M’introduire dans ton histoire
C’est en héros effarouché . . .
(Mallarmé)
Her river was the swift-flowing Rhone;
mine, all that improbable year,
the Hérault (‘M’introduire,
I said, ‘m’introduire dans ton histoire
c’est en Hérault . . .’) The two come near
but do not flow into each other,
any more than the mighty Seine and the Loire.

I walked with her by the mighty Seine and the Loire,
by Fontainebleau, Chambord and Chinon
where the curved neck of a queen carved in stone
trembled in the water, the reflection of a swan

then a real swan sailed by and the moment was gone;
and we were still both there and nowhere,
neither one thing nor the other.

Chopping and changing, neither one thing nor the other
the Blackwater raced over pebbles and a pair
of mermaids basking by the weir,
half-hid in weeds that waved like mermaids’ hair;

but you could no more see beyond it to Cape Clear
than the three sisters, Barrow, Nore and Suir
would ever get to Moscow by way of Rosslare . . .

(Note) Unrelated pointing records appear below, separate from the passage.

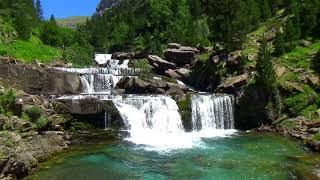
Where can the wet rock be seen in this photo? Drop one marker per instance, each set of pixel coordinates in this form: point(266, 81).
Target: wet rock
point(231, 84)
point(160, 65)
point(172, 74)
point(313, 124)
point(141, 86)
point(174, 46)
point(123, 55)
point(180, 55)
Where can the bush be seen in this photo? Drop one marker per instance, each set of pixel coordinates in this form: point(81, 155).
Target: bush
point(7, 101)
point(299, 102)
point(78, 55)
point(34, 113)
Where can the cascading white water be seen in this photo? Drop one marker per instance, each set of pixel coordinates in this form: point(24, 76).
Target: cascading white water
point(153, 121)
point(211, 112)
point(156, 123)
point(99, 83)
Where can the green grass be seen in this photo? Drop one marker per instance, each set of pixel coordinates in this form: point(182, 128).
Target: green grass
point(30, 50)
point(300, 57)
point(74, 20)
point(317, 136)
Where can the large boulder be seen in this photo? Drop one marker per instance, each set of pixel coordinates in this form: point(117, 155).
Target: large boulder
point(232, 84)
point(181, 55)
point(160, 65)
point(123, 55)
point(154, 86)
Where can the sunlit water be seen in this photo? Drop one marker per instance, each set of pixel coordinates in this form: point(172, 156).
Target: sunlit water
point(239, 156)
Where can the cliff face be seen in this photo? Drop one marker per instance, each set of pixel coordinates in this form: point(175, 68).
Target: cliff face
point(37, 79)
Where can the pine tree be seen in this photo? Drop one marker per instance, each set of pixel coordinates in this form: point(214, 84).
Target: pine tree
point(279, 43)
point(39, 10)
point(266, 10)
point(265, 71)
point(195, 8)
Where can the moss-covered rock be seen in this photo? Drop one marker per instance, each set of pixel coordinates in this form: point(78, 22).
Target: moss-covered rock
point(186, 112)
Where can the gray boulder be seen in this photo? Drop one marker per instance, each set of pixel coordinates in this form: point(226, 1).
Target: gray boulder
point(160, 65)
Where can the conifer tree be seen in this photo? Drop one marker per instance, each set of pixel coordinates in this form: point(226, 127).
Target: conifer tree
point(265, 76)
point(279, 43)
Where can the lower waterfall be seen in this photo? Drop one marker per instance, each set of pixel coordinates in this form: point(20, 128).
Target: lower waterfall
point(154, 121)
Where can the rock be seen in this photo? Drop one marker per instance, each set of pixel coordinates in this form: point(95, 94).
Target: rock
point(160, 65)
point(232, 83)
point(174, 46)
point(139, 86)
point(123, 55)
point(294, 86)
point(172, 74)
point(184, 73)
point(280, 71)
point(313, 130)
point(313, 124)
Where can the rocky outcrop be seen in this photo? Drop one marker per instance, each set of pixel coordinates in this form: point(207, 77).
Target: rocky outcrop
point(180, 55)
point(160, 65)
point(38, 79)
point(233, 84)
point(123, 55)
point(140, 86)
point(21, 153)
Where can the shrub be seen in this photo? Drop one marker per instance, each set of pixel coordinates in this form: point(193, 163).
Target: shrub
point(7, 101)
point(297, 103)
point(317, 136)
point(34, 113)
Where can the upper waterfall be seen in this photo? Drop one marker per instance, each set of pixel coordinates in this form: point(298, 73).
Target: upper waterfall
point(102, 80)
point(211, 112)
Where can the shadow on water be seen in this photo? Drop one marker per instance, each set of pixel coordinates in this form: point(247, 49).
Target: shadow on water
point(242, 156)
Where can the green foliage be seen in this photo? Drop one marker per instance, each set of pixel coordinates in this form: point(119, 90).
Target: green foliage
point(78, 55)
point(317, 136)
point(34, 113)
point(54, 35)
point(7, 138)
point(265, 71)
point(316, 63)
point(7, 101)
point(27, 51)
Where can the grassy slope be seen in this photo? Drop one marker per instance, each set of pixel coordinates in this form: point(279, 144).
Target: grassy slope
point(26, 51)
point(74, 20)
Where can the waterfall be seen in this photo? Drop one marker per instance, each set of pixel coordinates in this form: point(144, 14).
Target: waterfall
point(153, 121)
point(211, 112)
point(99, 83)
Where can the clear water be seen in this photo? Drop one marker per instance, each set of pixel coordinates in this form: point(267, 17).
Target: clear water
point(240, 156)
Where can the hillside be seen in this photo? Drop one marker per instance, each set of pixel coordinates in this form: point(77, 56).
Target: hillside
point(72, 21)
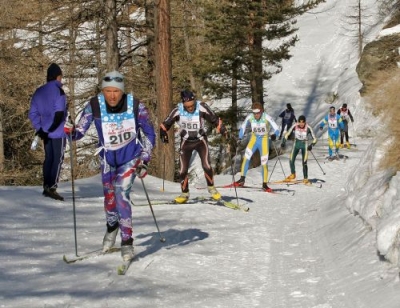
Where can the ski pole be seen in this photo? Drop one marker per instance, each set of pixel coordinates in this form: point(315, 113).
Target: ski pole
point(162, 239)
point(162, 189)
point(73, 192)
point(318, 162)
point(270, 176)
point(355, 134)
point(279, 161)
point(233, 173)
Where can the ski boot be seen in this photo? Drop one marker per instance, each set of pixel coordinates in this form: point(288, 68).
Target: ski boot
point(182, 198)
point(214, 193)
point(240, 183)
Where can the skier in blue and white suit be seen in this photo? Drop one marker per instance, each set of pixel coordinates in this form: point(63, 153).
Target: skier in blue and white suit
point(335, 124)
point(260, 123)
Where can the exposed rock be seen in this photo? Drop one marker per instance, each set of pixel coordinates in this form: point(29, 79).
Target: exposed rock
point(382, 54)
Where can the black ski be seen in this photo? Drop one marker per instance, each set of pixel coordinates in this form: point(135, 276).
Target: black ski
point(90, 255)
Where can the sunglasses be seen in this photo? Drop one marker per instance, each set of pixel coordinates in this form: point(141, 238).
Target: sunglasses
point(187, 99)
point(117, 79)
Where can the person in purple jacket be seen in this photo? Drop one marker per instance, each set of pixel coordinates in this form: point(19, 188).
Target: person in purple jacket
point(47, 113)
point(126, 139)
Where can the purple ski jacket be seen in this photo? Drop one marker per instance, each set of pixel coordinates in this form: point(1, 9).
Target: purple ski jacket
point(46, 102)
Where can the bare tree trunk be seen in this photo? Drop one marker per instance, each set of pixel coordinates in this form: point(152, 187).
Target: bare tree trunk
point(2, 159)
point(187, 49)
point(165, 152)
point(71, 69)
point(360, 34)
point(110, 19)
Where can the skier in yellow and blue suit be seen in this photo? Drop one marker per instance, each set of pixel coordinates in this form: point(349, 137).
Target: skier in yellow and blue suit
point(260, 123)
point(335, 124)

But what of her whose salt water, whose glair
I tasted by the banks of the Severn, Teme and Yare?
Her whose lips I tasted at Sommières
beside the green Vidourle, where the trout smelt of mud,
she said, loud enough for the fisherman to hear –
whose streams of salt and fresh water, clear
or muddied, laced sometimes with blood

I tasted by the banks of the Deben at the flood,
by the banks of the Mersey, Trent and Humber?

You tasted times without number –
when we ran from the ferry, rain splashing in abandoned mugs of beer,
when I said I was leaving, a dutiful daughter

and domes and spires and cranes dissolved to water
while the ferryman waited at the pier.

Now you must believe that I’ll appear
at low tide, where mud and water and the estuary
are one, and the ferryman and fisherman both stare
from the little rain-misted jetty out to sea

and it could be her or my mother,
waving, and all flows away from me, from the sheer
cliff-face, leaving gull-cries, torn-off air.